Monitoring B2Bi shared disk access time

Problem

Some issues related to the B2Bi shared file system access could lead to instability :
- between Integrator and Interchange, it results to SystemThrottle issue, warning message in Interchange logs is :
"Engaging the SystemThrottle. File system health: status is I/O is very slow or blocked for directory"
- between TE and IE and Integrator tasks are stopped automaticaly due to "Forced stop detected" displayed in Integrator trace.


Resolution

To monitor the disk access time, it is possible to use the tools b2bi_diskaccesstime.x4.
Once the similar issue occurred, we will have the shared disk respond time.

Here is an example of a custom script that can be used to monitor the B2BI_SHARED_DATA disk access time every 1 minute.

8<------------------------8<------------------------8<------------------------8<------------------------8<------------------------8<------------------------
#!/bin/bash
cd /opt/axway/Integrator
. ./profile
while true
do
echo "********************************************************" >> /opt/tmp/Result_b2bi_shared_data_diskaccesstime.txt
date >> /opt/tmp/Result_b2bi_shared_data_diskaccesstime.txt
r4edi b2bi_diskaccesstime.x4 $B2BI_SHARED_DATA >> /opt/tmp/Result_b2bi_shared_data_diskaccesstime.txt
sleep 60
done
------------------------>8------------------------>8------------------------>8------------------------>8------------------------>8------------------------>8


1) Copy the content in a file "B2BI_SHARED_DATA_diskaccesstime.sh".
2) Adapt "/opt/axway/Integrator" and "/opt/tmp/" to your environment.
3) Use command "./B2BI_SHARED_DATA_diskaccesstime.sh &" to run it in background.
4) Check the value of synchronized/unsynchronized when the issue occurred.
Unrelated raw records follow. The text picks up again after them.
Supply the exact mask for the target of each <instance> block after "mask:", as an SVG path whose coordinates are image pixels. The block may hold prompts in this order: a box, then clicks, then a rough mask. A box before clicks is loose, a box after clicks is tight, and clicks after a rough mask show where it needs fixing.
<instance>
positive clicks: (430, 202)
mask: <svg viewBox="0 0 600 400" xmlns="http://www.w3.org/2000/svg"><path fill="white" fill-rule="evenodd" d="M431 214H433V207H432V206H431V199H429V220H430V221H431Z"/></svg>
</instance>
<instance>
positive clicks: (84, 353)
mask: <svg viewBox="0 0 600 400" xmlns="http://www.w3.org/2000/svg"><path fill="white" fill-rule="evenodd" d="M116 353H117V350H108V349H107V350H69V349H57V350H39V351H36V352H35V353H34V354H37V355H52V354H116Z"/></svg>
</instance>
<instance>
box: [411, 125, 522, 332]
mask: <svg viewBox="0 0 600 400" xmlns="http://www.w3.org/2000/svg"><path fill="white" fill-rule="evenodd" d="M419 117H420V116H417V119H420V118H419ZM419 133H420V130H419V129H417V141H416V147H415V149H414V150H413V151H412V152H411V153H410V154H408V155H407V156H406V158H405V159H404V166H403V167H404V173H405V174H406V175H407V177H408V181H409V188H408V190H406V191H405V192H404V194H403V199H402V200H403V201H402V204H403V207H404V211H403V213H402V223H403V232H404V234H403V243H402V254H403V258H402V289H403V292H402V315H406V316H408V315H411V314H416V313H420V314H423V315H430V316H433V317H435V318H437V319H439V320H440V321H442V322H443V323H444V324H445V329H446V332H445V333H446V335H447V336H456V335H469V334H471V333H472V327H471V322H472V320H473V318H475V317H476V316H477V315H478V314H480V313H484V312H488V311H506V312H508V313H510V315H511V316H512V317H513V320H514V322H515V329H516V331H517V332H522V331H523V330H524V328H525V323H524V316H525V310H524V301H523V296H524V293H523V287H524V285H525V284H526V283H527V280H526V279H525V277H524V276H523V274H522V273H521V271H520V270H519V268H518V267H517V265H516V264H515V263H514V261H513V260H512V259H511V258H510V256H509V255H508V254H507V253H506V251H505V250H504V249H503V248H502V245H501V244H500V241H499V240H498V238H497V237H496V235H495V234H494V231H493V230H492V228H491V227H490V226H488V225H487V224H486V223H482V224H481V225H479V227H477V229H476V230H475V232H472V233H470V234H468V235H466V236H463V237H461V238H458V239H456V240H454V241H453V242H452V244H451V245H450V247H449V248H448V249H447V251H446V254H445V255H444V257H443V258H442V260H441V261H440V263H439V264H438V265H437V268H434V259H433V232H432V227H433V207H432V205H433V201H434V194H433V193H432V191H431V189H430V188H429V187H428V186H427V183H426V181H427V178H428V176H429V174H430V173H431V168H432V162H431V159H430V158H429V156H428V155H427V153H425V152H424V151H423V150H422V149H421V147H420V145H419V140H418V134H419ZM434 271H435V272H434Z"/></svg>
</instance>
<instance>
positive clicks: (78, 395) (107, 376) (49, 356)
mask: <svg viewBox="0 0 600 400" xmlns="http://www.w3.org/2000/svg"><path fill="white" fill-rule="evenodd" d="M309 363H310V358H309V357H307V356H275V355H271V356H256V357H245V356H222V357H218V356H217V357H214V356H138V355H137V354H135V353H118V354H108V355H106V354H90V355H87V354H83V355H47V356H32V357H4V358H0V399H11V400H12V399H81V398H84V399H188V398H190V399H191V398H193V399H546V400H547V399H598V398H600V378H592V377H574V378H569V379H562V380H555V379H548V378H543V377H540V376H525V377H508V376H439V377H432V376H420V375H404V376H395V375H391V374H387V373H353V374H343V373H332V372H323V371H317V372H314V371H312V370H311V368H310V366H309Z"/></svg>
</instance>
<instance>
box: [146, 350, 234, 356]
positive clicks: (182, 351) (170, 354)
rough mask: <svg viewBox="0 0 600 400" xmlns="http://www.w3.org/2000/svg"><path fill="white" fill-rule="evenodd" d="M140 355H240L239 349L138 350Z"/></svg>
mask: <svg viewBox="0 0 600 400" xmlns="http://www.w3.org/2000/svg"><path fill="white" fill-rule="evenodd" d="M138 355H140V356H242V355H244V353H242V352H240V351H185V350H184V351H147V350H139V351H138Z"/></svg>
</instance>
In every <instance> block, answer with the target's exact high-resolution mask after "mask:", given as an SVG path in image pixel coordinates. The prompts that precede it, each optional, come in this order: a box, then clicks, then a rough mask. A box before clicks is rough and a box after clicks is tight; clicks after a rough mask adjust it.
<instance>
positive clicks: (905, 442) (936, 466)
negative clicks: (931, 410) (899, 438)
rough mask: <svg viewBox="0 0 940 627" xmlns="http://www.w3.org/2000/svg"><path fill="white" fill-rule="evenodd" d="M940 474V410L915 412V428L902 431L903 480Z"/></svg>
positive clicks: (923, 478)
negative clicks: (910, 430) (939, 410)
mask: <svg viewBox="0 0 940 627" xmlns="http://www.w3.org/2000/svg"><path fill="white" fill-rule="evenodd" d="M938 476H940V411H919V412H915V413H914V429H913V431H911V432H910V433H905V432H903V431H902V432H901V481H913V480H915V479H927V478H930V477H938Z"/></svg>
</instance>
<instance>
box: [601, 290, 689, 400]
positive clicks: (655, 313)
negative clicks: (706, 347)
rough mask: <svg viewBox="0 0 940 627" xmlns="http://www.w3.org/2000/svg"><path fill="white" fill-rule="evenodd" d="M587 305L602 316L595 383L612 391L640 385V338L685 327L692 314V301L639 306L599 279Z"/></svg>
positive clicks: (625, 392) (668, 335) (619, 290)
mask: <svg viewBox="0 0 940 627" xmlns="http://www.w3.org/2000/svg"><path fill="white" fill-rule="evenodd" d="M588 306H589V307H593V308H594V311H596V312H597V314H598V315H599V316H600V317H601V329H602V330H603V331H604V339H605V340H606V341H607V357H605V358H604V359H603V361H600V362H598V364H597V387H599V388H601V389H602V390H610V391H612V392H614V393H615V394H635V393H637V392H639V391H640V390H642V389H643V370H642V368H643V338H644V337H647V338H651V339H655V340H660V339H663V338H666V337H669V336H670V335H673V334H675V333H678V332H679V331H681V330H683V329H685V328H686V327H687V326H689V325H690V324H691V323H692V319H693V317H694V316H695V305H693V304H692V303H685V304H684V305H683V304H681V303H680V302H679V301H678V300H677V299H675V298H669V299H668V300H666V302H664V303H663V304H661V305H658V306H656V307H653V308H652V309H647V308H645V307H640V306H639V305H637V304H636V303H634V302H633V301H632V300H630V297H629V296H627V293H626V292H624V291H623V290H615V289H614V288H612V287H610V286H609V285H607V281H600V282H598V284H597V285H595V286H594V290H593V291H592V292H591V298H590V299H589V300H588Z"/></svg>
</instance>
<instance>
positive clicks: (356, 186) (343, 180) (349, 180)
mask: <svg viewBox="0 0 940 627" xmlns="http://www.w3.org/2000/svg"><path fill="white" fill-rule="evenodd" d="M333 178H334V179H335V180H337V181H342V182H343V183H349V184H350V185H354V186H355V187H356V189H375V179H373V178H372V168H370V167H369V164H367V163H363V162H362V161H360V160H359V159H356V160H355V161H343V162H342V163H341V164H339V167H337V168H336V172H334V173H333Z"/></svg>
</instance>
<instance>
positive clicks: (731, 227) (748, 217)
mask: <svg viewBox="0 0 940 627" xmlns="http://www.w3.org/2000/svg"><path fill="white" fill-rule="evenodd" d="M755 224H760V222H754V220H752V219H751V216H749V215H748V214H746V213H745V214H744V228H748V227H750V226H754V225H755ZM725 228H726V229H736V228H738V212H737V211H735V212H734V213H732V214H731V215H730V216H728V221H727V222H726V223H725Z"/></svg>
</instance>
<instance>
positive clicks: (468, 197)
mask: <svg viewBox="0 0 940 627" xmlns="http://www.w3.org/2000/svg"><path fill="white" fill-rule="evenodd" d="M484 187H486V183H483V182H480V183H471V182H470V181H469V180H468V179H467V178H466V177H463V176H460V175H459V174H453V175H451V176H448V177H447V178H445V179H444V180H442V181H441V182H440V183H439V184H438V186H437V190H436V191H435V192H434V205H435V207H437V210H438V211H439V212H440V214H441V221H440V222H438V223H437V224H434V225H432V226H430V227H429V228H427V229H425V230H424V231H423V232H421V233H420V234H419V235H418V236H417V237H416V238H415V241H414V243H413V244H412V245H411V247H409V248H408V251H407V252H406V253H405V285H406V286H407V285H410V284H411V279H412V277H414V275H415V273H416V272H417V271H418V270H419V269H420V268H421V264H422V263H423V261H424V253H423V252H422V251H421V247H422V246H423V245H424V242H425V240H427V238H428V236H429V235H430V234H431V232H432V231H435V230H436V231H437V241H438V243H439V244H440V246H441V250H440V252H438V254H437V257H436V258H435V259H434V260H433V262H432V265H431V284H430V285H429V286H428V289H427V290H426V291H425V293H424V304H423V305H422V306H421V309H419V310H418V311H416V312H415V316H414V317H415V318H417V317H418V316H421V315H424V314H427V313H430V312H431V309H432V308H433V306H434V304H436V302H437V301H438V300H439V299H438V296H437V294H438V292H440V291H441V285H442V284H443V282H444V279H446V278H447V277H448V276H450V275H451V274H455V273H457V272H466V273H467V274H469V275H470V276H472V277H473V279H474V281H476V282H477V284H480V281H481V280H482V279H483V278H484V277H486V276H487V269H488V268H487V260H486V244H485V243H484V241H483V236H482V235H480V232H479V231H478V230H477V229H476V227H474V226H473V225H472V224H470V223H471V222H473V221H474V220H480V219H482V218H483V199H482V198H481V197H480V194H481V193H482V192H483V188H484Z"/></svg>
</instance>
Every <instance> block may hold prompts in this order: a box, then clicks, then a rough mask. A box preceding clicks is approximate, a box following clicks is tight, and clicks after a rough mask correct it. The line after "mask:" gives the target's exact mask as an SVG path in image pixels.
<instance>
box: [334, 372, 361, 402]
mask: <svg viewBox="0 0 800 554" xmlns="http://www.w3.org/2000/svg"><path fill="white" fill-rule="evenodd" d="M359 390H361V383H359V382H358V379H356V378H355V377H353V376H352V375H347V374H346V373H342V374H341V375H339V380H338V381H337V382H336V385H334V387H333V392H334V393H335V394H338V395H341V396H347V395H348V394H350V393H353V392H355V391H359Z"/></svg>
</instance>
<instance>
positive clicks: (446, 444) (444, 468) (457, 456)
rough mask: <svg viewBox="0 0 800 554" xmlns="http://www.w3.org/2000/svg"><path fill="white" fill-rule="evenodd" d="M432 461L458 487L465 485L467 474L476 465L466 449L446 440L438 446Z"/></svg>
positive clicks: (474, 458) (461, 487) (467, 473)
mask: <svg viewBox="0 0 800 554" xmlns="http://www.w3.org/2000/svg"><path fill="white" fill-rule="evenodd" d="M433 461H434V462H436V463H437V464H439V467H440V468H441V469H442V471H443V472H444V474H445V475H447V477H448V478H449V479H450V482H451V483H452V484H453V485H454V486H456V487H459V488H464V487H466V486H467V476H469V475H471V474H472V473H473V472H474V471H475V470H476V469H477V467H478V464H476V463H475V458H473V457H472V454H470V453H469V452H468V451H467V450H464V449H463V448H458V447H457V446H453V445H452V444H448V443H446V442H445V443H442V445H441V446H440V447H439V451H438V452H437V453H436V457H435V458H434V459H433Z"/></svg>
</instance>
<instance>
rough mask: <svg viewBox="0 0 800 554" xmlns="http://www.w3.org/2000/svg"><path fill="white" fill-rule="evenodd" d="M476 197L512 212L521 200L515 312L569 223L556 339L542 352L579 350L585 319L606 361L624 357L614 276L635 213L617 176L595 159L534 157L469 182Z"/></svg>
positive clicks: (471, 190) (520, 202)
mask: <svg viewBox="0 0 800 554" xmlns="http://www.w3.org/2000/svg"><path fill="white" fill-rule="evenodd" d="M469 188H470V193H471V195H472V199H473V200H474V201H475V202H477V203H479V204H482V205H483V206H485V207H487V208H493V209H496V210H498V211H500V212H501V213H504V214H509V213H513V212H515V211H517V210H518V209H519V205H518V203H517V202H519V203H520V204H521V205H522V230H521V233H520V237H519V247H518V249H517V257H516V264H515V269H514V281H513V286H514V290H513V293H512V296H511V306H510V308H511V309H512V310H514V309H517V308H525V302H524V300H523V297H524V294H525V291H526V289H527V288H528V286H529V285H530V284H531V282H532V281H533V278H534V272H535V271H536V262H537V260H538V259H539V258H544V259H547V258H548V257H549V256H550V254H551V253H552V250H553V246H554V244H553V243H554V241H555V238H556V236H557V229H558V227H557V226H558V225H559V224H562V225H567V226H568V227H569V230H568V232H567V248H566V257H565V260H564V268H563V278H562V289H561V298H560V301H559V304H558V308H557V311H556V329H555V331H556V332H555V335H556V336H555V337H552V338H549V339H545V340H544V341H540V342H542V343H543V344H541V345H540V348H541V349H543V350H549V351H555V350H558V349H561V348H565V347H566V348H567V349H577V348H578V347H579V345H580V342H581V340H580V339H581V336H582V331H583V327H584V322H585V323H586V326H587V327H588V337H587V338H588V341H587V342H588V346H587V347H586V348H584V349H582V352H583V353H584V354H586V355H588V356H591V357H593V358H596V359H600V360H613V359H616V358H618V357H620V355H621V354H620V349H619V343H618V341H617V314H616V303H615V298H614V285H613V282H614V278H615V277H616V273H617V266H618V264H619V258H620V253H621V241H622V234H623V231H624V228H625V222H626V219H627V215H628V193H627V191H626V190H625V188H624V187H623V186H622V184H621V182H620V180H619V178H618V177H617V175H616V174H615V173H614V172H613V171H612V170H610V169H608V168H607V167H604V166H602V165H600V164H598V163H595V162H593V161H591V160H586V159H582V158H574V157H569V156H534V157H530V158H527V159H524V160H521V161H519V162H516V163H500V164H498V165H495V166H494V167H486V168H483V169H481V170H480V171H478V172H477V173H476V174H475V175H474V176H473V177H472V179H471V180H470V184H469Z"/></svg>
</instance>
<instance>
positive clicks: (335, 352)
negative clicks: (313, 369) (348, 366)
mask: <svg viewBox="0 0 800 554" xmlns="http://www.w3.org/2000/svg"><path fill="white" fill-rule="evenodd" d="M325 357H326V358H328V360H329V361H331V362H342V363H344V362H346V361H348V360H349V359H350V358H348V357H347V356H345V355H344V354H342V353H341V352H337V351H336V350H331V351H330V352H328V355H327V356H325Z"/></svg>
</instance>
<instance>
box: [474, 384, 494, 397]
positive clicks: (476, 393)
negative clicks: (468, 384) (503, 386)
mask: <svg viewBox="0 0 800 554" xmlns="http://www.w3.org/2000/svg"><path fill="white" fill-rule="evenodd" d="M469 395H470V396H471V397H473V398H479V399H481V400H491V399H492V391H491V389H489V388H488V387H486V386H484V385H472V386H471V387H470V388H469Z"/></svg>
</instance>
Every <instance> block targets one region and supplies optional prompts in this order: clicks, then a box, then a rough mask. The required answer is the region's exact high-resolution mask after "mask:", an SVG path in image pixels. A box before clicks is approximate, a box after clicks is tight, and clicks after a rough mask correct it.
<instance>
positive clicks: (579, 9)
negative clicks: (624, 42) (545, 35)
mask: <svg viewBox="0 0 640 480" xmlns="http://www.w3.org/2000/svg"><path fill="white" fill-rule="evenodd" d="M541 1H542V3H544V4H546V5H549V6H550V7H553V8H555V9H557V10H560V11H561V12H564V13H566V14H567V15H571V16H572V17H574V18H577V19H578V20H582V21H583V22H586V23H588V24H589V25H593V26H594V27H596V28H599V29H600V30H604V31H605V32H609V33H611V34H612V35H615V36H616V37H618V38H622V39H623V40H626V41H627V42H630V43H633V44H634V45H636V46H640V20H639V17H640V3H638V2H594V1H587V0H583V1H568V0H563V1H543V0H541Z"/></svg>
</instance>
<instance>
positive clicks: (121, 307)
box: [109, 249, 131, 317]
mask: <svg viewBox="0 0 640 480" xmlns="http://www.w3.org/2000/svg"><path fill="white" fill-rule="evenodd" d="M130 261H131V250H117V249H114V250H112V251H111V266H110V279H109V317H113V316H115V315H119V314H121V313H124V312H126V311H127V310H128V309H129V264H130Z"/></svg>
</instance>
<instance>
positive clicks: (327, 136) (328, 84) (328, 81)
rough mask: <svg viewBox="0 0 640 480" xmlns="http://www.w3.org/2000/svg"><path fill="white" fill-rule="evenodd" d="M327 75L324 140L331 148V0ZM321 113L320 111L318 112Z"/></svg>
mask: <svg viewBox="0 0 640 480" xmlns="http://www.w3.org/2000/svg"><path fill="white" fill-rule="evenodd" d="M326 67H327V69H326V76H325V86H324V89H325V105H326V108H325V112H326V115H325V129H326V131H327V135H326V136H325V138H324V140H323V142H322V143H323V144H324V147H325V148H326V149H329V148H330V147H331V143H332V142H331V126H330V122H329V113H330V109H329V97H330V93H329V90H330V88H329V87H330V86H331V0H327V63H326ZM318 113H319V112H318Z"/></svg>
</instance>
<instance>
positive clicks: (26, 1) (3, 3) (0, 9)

Extract from B2Bi AdministratorGuide, chapter "I/O management".

Example results

  • > r4edi diskaccess.x4
    SynchronizedUnsynchronized
    B2BI_SHARE_DATA1.220 ms0.085 ms
    CORE_ROOT1.395 ms0.085 ms
    CORE_DATA1.385 ms0.050 ms

Analyze the results

A time (synchronized access time) of <5 ms is a desired value. A synchronized time in the range of 5-10 ms is an acceptable value, but may indicate the need for additional cluster tuning to improve overall performance and reduce communication errors. The unsynchronized access time must be lower than or equal to the synchronized access time.